The only thing that she’d done since she’d been queen that could be considered selfish was learning to swim. Escaping from Zadar years before, she’d almost been caught because she couldn’t swim. She never wanted to be in that situation again, so on a succession of calm evenings she rode south to the sea alone, waded into the frigid water and worked out how to float and paddle about. She hadn’t expected it to be difficult–as she’d told herself all those years ago, many children could swim and children were idiots–and it hadn’t been.
With running a conglomeration of tribes and invasion
preparation taking up every heartbeat of her time, she reckoned Danu might forgive her if she didn’t go all weak in the limbs and gushy about her son.
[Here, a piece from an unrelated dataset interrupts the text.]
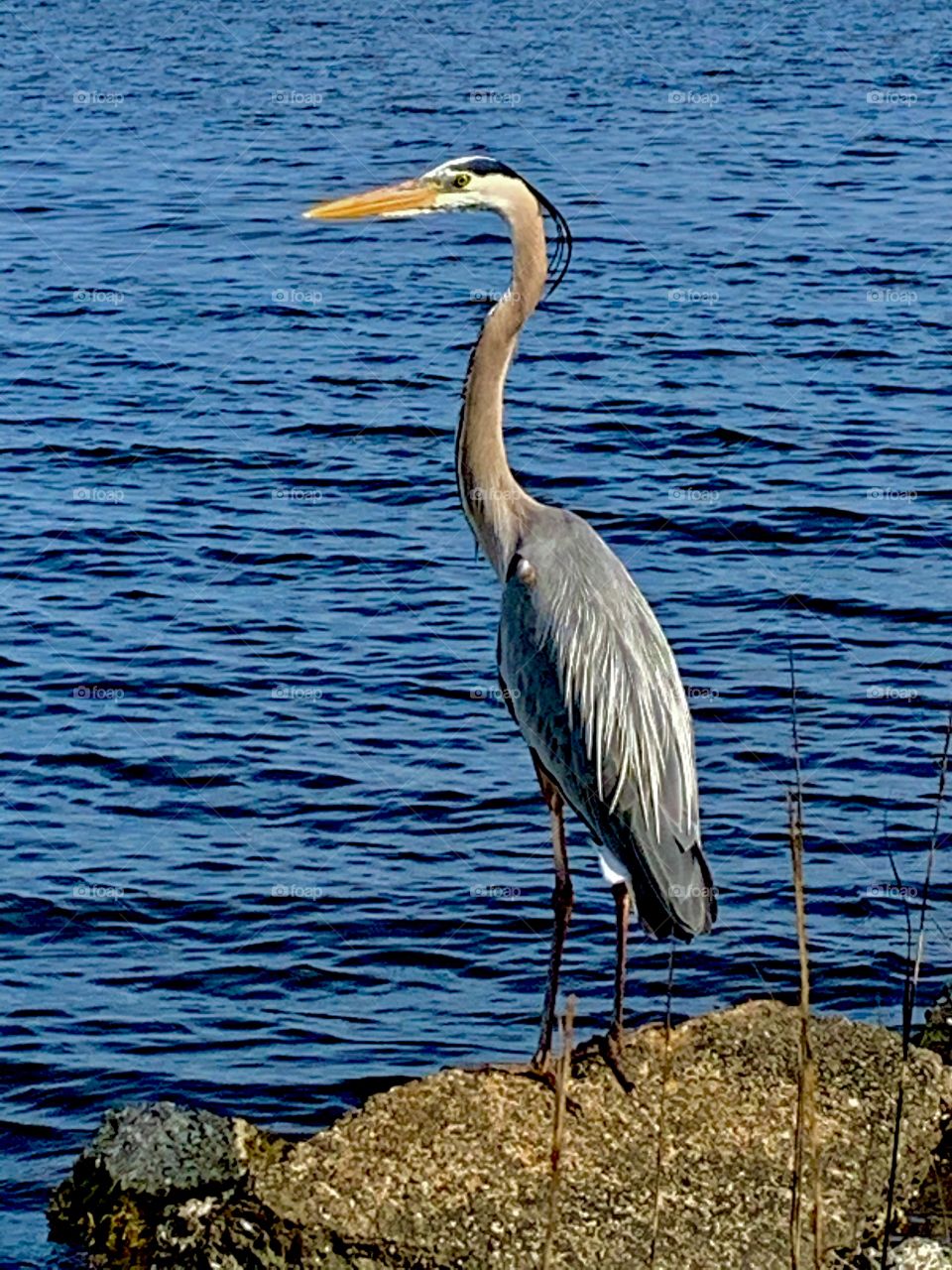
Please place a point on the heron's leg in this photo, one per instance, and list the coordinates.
(562, 906)
(622, 911)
People told her, all the time, that the boy looked exactly like his father, Dug. Yes, maybe there was some Dug in his eyes, but it was no big surprise that a baby looked like his father and not something to coo about like a brain-damaged hen. On the other hand, in her rare moments when she wasn’t obsessing about her army and she had enough energy left after the long day not to be cynical, it did please her that little Dug looked like big Dug. It was fitting that the line of the man who had died to save them all might be continued. But the cooers and gushers implied that this baby had replaced Dug. That was wrong. Very wrong. Dug Sealskinner had been the love of her life and nobody would ever replace him.
“Run a finger across his mouth and he’ll smile,” said Keelin Orton, who was standing and watching her. Her tone was brisk. She was brisk about everything, but she clearly adored the little boy. She didn’t wince when he was sick on her, and wiped the weird green shit from his little pink arse as if she were mopping spilled water.
The queen had been surprised when Keelin had turned up on the day of Dug’s birth and asked to wet-nurse the child. She hadn’t seen Keelin since the day she’d killed her lover, King Zadar, and shortly before she’d broken the girl’s jaw with a stool when escaping Barton. However, if Keelin wasn’t going to hold that that against her, then Lowa didn’t need to remember that Keelin had been sleeping with the man who’d murdered her sister and tried to kill her.
Moreover, Keelin seemed to have grown from a pouting sex chattel into a sensible young woman, and her breasts were even bigger now that they were making milk. Dug would get enough sustenance, and Lowa was pretty sure there was no truth in the jokes that any baby nursed by Keelin would become a wide-mouthed adult. Discreet enquiries revealed that Keelin’s own daughter had died shortly before little Dug had been born and that the child’s father had been killed fighting the Eroo, so Lowa was glad to give the girl a baby to mother and something to distract her from her grief.